Say-on-Pay & Shareholder Feedback
- 2023 say-on-pay result: >97% support .
- Frequency: Shareholders approved say-on-pay every three years .
Compensation Peer Group (Benchmarking)
- 2024: Willis Towers Watson survey—manufacturing peers with revenue $500M–$1B; officers’ total compensation aligned near median depending on payout .
- 2023: Willis Towers Watson survey—manufacturing companies with 1,000–4,999 employees; base salaries near median .
- 2022: Willis Towers Watson survey—manufacturers of durable goods with 1,000–4,999 employees; base salaries near median .
Performance & Track Record (Company Context)
| Year | TSR (Value of $100) | Net Income ($000) | ROE |
|---|---|---|---|
| 2024 | $222.39 | $37,111 | 12.3% |
| 2023 | $231.46 | $63,332 | 20.8% |
| 2022 | $143.07 | $54,395 | 21.0% |
Investment Implications
- Pay-for-performance linkage is strong: annual ROE-driven bonus and majority performance RSUs align compensation with profitability and growth; Hofstetter’s actual bonus paid at 85% of salary in 2023–2024 reflects high ROE delivery .

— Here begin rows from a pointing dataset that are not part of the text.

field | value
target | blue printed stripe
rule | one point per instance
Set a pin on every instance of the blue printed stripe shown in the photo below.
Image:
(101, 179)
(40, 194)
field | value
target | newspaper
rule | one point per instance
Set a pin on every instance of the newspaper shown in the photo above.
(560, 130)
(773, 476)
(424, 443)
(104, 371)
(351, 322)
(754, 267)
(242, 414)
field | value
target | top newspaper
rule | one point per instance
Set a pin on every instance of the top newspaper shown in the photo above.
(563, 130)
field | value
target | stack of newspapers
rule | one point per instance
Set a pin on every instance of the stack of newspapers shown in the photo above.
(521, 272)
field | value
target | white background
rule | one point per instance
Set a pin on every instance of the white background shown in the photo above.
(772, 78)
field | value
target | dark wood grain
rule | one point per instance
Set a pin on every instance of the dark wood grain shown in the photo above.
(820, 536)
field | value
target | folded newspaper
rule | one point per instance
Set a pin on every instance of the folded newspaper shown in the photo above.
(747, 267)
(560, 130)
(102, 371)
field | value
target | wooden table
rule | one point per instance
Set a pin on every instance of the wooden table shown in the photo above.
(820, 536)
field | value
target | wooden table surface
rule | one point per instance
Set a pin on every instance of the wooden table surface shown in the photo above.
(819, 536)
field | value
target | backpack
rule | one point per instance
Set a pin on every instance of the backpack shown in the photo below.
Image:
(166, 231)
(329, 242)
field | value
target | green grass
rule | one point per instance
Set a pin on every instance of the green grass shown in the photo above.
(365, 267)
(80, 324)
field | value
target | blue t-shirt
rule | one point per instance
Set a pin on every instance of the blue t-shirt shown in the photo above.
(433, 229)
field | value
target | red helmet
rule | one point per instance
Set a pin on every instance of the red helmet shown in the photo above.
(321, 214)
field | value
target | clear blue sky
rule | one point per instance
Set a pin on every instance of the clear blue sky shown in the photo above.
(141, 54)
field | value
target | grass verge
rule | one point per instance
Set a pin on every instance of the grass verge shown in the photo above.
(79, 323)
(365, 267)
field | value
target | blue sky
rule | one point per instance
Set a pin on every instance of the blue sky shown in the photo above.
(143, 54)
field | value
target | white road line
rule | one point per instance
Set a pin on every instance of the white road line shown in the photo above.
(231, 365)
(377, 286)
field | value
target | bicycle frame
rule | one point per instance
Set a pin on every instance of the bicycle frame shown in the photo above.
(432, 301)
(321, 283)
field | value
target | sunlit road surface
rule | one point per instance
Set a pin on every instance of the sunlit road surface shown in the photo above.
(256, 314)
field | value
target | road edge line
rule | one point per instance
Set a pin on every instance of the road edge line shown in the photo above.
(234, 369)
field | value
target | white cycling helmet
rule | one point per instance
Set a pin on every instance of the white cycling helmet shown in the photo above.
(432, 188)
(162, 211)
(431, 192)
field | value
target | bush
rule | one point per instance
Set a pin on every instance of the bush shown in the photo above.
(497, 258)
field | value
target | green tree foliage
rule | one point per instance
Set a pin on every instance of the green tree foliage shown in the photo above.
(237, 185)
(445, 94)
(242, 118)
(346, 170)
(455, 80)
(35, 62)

- Retention vs flexibility: No employment or severance agreement reduces guaranteed protections, but sizable unvested RSUs (11,472; ~$1.47M) and ownership guidelines enhance retention and alignment .
- Potential selling pressure: 4,802 shares vested for Hofstetter in 2024 and a 4,500-share repurchase transaction in 2023 indicates supply from insider equity settlements/repurchases; monitor post-vesting activity and blackout windows .
- Governance safeguards: Prohibitions on hedging/short sales, a NASDAQ-aligned clawback, and strong say-on-pay support (>97%) reduce misalignment risk; however, 2024 LTIP performance thresholds were set easier due to anticipated market headwinds—watch execution against these targets for true pay-for-performance integrity .
Data sources: PLPC DEF 14A (2025, 2024, 2023) and 8-K filings as cited above.